Il rischio di guerra fredda tra leader spregiudicati

Il rischio di guerra fredda tra leader spregiudicati

È lo scontro tra due volontà di potenza contrapposte e collegate alla ricerca di consenso interno la chiave per interpretare la decisione di Donald Trump di uscire dal trattato Inf, la cui firma nel 1987 rappresentò una delle pietre miliari della fine della guerra fredda. Perché è un fatto che l'azione annunciata dal presidente americano è reazione eguale (anche se è facile immaginare che a questo punto l'equilibrio andrà a farsi friggere) e contraria a quella del suo omologo Vladimir Putin, il presidente russo che lo scorso 28 dicembre ha orgogliosamente offerto come regalo di nuovo anno ai suoi compatrioti un supermissile nuovo di zecca (l'Avangarde), spacciato come invulnerabile dalle difese balistiche del nemico occidentale.

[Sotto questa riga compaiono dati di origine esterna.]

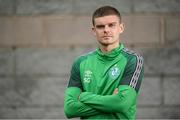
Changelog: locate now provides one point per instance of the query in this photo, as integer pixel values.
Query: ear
(93, 30)
(122, 27)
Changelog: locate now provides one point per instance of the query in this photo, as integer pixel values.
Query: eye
(100, 26)
(112, 25)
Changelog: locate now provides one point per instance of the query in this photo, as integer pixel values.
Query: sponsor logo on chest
(87, 76)
(114, 72)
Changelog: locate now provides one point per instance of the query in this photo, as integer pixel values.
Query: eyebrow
(102, 25)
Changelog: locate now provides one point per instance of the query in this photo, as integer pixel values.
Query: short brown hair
(105, 11)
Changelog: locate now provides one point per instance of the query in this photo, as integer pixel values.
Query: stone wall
(39, 39)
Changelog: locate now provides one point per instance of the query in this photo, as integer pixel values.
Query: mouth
(106, 36)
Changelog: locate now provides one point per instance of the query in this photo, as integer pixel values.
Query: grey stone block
(6, 61)
(47, 61)
(150, 92)
(171, 90)
(158, 112)
(164, 60)
(149, 113)
(161, 6)
(66, 7)
(7, 7)
(30, 113)
(33, 91)
(172, 28)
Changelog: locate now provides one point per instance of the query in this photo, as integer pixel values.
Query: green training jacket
(95, 76)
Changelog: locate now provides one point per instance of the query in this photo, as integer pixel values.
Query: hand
(115, 91)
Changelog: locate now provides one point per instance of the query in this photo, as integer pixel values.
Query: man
(104, 84)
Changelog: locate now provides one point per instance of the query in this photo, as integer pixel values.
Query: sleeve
(72, 106)
(127, 95)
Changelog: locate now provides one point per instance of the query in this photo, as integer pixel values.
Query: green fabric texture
(95, 76)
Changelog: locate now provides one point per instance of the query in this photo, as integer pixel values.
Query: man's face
(107, 29)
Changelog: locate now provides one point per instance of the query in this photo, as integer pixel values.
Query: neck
(108, 48)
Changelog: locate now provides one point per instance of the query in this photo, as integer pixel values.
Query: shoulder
(132, 56)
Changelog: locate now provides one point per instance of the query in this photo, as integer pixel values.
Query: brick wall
(40, 39)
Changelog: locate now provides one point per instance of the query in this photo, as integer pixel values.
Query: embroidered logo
(114, 72)
(87, 76)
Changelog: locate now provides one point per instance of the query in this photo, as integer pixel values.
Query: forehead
(106, 20)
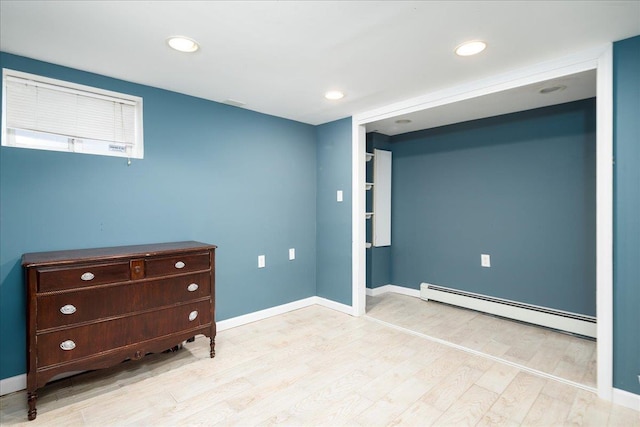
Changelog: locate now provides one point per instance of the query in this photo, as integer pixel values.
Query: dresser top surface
(79, 255)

Ed è altrettanto chiaro che sia Trump che Putin puntano a gratificare il patriottismo dei propri sostenitori con dei successi nel campo della difesa nazionale: il primo per farsi rieleggere nel 2020 ormai vicino, il secondo per fare risalire gli indici di popolarità in preoccupante calo per ragioni legate all'economia.

Già da almeno tre mesi l'intenzione della Casa Bianca di denunciare il trattato che ha messo sotto controllo per 31 anni la terribile minaccia degli «euromissili» era nota. L'accusa di Washington al Cremlino era la stessa che il segretario di Stato Mike Pompeo ha ribadito ieri: Mosca non rispetta il trattato che ha firmato, anzi cerca consapevolmente di imbrogliare la controparte americana. Gli americani sostengono di aver pazientemente richiamato i russi ad attenersi agli impegni, ma di aver dovuto prendere atto che questa volontà non esisteva: a quel punto, la scelta estrema di ritirarsi da un trattato che sulla carta garantisce il fondamentale equilibrio nucleare in Europa sarebbe stata inevitabile.

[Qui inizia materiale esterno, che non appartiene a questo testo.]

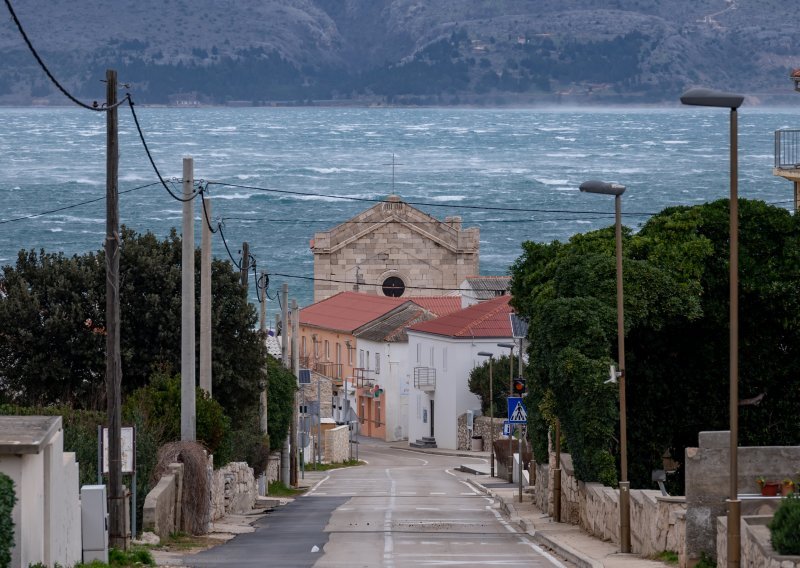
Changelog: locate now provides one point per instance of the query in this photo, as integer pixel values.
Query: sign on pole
(516, 412)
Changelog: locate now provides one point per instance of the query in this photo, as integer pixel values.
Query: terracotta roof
(438, 305)
(487, 319)
(347, 311)
(392, 326)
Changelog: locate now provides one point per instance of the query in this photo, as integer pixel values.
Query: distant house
(477, 289)
(442, 353)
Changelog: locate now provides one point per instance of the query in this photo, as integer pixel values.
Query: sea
(280, 174)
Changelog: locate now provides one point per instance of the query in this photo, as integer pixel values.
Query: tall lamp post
(491, 409)
(709, 98)
(617, 190)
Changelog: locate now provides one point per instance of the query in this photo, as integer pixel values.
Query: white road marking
(320, 482)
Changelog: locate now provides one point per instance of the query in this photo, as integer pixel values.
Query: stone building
(394, 249)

Ma cos'è esattamente l'Inf e quali saranno le conseguenze della sua consegna ai libri di Storia? Con il trattato siglato l'8 dicembre 1987 a Washington da Ronald Reagan e da Mikhail Gorbaciov, Stati Uniti e Unione Sovietica si impegnavano per la prima volta a distruggere tutti i missili a medio e a corto raggio, accettando la reciproca verifica delle operazioni. Fu un passo storico non solo dal punto di vista militare, ma più ancora da quello politico: i leader dei due schieramenti contrapposti in armi da un quarantennio costruivano una relazione basata sulla fiducia e sulla credibilità reciproca. Se c'è qualcosa che rischia davvero di andare in frantumi con l'archiviazione dell'Inf non è tanto la nostra sicurezza (i missili «di teatro» distrutti per effetto del trattato non erano neppure il 4% di tutti quelli esistenti nel mondo) quanto uno spirito di collaborazione che per tre decenni ha garantito che la rivalità russo-americana non degenerasse in conflitto.

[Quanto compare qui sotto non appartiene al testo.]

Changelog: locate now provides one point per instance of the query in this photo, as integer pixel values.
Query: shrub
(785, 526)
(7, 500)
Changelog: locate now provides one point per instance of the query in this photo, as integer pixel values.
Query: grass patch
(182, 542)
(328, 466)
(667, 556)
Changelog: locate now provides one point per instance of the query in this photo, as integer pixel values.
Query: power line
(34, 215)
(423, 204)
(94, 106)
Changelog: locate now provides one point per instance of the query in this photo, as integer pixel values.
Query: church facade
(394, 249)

In altre parole: è giusto, come fanno oggi quasi tutti i commentatori, preoccuparsi del pericolo di una nuova corsa agli armamenti.

Ma più ancora è il caso di temere ciò che sottende a questo pericolo, e cioè un atteggiamento da parte di Trump e di Putin che è l'opposto di quello ostentatamente cordiale messo in mostra all'epoca dagli ex nemici Reagan e Gorbaciov. La nuova guerra fredda, condotta da rivali ambiziosi e spregiudicati, rischia di essere più pericolosa della precedente.